Colorectal cancer (CRC) remains a leading cause of cancer-related morbidity and mortality worldwide, with genetic alterations playing critical roles in tumor development and patient outcomes. Among the genetic alterations, mutations in the MSH2 gene, a key component of the DNA mismatch repair system, garner significant attention for their influence on CRC pathogenesis and prognosis. This review synthesizes current research centered on whole genome sequencing (WGS) technologies that enable comprehensive characterization of MSH2 mutations and their molecular underpinnings.
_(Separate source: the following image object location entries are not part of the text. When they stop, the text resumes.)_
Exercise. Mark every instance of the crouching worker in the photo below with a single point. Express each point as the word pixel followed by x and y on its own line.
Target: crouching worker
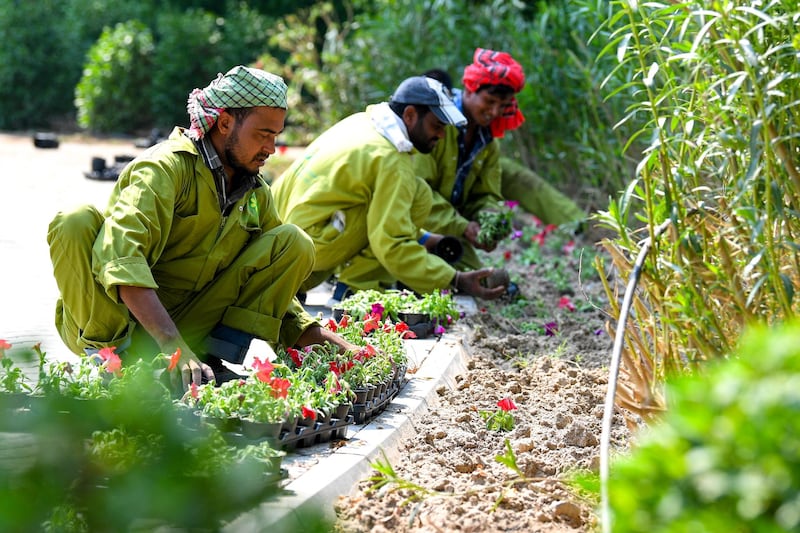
pixel 190 249
pixel 356 193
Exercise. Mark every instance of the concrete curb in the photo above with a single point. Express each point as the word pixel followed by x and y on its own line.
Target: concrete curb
pixel 315 491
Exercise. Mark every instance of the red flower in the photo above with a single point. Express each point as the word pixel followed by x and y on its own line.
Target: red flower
pixel 506 404
pixel 107 352
pixel 173 359
pixel 309 413
pixel 114 364
pixel 565 302
pixel 297 358
pixel 365 353
pixel 263 369
pixel 280 387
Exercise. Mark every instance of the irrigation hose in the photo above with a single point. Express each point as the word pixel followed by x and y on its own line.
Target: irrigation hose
pixel 611 393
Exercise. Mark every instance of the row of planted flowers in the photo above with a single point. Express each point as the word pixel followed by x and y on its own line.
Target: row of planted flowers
pixel 297 386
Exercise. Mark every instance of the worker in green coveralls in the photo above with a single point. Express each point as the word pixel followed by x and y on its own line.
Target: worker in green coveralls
pixel 465 169
pixel 190 247
pixel 355 192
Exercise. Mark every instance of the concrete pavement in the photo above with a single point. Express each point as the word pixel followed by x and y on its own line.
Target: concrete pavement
pixel 39 182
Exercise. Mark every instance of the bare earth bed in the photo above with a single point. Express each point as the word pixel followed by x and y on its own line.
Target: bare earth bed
pixel 548 352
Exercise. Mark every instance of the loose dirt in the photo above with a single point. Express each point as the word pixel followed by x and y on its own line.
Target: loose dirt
pixel 548 352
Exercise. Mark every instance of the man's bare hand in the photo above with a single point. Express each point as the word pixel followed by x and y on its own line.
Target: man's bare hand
pixel 470 283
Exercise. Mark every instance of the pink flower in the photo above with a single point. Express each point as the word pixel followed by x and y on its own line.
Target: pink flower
pixel 114 364
pixel 297 358
pixel 107 352
pixel 550 329
pixel 506 404
pixel 565 302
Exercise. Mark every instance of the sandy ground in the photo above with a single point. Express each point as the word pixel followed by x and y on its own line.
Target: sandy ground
pixel 558 383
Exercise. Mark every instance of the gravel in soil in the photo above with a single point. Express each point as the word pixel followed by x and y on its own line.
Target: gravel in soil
pixel 547 351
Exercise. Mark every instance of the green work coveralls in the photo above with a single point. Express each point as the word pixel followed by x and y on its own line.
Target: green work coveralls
pixel 491 180
pixel 357 195
pixel 164 229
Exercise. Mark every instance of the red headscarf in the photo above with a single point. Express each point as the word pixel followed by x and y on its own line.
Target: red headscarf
pixel 497 68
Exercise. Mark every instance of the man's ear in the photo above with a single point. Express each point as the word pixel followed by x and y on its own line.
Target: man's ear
pixel 225 122
pixel 410 116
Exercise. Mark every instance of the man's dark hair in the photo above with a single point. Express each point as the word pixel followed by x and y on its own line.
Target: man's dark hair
pixel 500 91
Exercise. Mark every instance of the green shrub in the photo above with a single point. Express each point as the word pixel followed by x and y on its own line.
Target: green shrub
pixel 193 46
pixel 725 456
pixel 40 64
pixel 111 95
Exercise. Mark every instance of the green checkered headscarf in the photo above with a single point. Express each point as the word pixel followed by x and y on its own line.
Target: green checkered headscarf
pixel 239 87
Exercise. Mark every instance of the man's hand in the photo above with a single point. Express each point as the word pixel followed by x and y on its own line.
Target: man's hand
pixel 316 334
pixel 471 234
pixel 470 283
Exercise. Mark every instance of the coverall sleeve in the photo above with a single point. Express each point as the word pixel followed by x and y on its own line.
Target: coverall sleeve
pixel 138 221
pixel 393 235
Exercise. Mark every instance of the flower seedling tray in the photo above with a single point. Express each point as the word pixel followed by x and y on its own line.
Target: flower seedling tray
pixel 366 411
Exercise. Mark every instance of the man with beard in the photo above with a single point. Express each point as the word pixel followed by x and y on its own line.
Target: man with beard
pixel 190 252
pixel 355 192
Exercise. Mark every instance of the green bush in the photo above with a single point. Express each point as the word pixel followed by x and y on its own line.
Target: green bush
pixel 111 95
pixel 725 457
pixel 193 46
pixel 40 64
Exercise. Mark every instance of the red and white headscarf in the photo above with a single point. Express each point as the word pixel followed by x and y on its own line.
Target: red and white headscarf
pixel 497 68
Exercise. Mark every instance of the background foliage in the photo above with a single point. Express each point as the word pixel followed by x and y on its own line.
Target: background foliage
pixel 338 57
pixel 717 90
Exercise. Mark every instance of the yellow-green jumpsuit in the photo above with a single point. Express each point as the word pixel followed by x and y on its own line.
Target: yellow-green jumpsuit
pixel 164 229
pixel 357 196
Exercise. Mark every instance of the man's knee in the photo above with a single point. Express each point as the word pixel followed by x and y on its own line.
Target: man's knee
pixel 77 226
pixel 298 242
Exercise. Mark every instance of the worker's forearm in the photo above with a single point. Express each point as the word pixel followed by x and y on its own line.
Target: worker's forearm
pixel 148 310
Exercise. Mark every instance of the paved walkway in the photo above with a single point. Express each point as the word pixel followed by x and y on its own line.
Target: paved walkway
pixel 39 182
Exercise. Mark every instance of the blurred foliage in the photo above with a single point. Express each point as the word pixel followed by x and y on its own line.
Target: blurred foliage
pixel 716 193
pixel 338 57
pixel 724 458
pixel 117 71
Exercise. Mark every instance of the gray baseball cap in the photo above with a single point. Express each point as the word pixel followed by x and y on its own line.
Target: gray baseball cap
pixel 422 90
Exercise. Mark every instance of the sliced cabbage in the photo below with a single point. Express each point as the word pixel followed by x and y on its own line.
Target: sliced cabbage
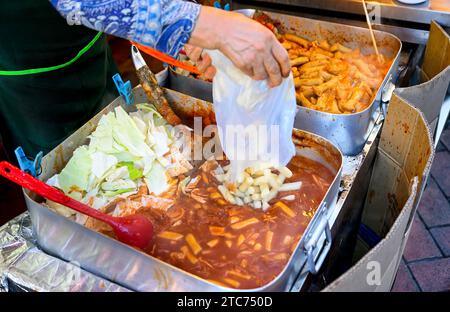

We examine the spectrum of MSH2 mutation types identified by WGS, their impact on tumor microenvironment modulation, therapeutic response variability, and patient survival rates. Despite advances, challenges remain in fully elucidating the prognostic value of MSH2 mutations because tumor heterogeneity leads to variable mutation expression across tumor cells, and complex gene-environment interactions influence how these mutations affect disease progression and treatment outcomes. By integrating multiple WGS datasets from different cohorts, this review first highlights the role of data integration in enhancing the robustness of findings. It then discusses the potential of MSH2 mutations as robust prognostic biomarkers and their emerging role in guiding personalized treatment strategies for CRC. Based on this synthesis, we propose a novel clinical decision-making framework that leverages MSH2 status to stratify patients, optimize immunotherapy selection, and enable dynamic monitoring through circulating tumor DNA (ctDNA) profiling. This framework represents a practical tool for translating genomic insights into precision oncology practice. These findings, including the characterization of MSH2 mutation types, their biological impacts, and clinical applications, underscore the promise of leveraging genomic insights to enhance precision oncology approaches and improve clinical outcomes for CRC patients.